比特币技术 — 密码学与数据层
17 min read

第01讲 密码学基础

Lesson 01: Bitcoin Cryptography Fundamentals

status author date difficulty

Imagine having a kind of magic that prevents anyone from forging your signature or secretly tampering with any data. That is the power of cryptography. Bitcoin is built on these "mathematical spells," bringing real-world security to the digital world.

Recommended exchange for buying BTC / ETH / USDT: Binance Registration Link

Table of Contents

Introduction: Why Does Bitcoin Need Cryptography?

Imagine I hand you a slip of paper that says "Alice owes Bob 100 dollars." Would you believe it? Probably not, because:

  • You don't know if Alice actually wrote it
  • Bob might change "100" to "1,000"
  • Anyone else could forge an identical note

These are the three fundamental challenges of the traditional digital world: identity authentication, tamper prevention, and forgery prevention.

As a digital currency, Bitcoin must solve these problems. But in the online world, with no banks, no governments, and no trusted authorities to vouch for things, what can we do?

The answer is: use mathematics to create trust.

Bitcoin relies on three "mathematical spells":

  • Hash functions: Creating a unique "fingerprint" for every piece of data
  • Digital signatures: Proving "I am indeed the one who sent this transaction"
  • Elliptic curve cryptography: Creating mathematically unbreakable "locks"

Together, these mathematical tools create a trust system that requires no centralized institution.

Hash Functions: Digital Fingerprints

Why Do We Need Digital Fingerprints?

Every person has a unique fingerprint. In the digital world, we also need to create "digital fingerprints" for every piece of data. Bitcoin uses the SHA-256 hash function to accomplish this.

The Magical Properties of Hash Functions

Think of a hash function as a "sausage-making machine": you put a whole pig in, and sausages come out. This process has several key properties:

  1. Any input, fixed-length output: Whether you put in a piglet or an elephant, the sausages are always the same standard size
  2. Same input, same output: The same pig always produces exactly the same sausages
  3. Tiny change, completely different result: If the pig is missing a single hair, the resulting sausages are entirely different
  4. One-way and irreversible: Looking at the sausages, you can never reconstruct what the original pig looked like

Practical Applications in Bitcoin

Scenario 1 - Block Linking (The Secret of Tamper Resistance)

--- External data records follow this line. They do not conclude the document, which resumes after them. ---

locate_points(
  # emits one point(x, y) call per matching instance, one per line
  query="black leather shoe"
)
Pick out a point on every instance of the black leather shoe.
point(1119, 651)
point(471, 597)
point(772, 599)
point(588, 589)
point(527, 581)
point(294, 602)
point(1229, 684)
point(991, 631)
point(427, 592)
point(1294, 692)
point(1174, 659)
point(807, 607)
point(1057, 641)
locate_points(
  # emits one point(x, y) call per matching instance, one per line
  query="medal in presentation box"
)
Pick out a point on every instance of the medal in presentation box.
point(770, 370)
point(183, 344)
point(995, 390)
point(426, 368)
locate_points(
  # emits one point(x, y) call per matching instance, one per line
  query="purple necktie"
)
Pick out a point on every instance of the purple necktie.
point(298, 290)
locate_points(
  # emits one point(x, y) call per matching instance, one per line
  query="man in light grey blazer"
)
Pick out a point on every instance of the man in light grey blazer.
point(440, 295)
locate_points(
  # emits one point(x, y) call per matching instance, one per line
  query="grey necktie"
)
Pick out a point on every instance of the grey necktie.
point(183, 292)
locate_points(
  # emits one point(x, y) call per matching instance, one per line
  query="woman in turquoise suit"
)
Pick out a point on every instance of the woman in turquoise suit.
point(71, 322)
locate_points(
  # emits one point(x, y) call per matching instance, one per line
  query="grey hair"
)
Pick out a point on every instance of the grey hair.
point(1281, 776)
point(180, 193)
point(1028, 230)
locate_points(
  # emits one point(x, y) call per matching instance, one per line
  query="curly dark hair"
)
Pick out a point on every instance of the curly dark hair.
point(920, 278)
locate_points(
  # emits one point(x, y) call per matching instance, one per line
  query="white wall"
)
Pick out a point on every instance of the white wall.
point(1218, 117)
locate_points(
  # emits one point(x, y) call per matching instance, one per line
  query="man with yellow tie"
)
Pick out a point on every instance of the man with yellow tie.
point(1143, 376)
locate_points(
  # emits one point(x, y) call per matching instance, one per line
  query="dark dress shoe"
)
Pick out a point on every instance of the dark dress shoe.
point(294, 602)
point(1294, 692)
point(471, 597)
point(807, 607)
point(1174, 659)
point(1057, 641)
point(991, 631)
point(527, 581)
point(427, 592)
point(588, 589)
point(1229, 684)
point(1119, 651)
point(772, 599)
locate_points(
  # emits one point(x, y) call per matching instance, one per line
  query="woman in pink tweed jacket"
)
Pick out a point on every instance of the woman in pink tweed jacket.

Imagine the blockchain as a series of boxes linked by chains:

Block A: [Transaction Data A] -> Hash A: abc123
Block B: [Transaction Data B + abc123] -> Hash B: def456
Block C: [Transaction Data C + def456] -> Hash C: ghi789

Why is it tamper-proof? Suppose a hacker wants to modify a transaction in Block A:

  1. After modifying Block A, Hash A becomes xyz999 (remember: tiny change, completely different output)
  2. But Block B still records the previous hash as abc123 — it no longer matches!
  3. The hacker must recalculate Block B to get a new Hash B
  4. This in turn causes Block C's recorded previous hash to no longer match...
  5. Result: to tamper with one block, you must recalculate all subsequent blocks

It's like dominoes — move one tile and the rest all fall!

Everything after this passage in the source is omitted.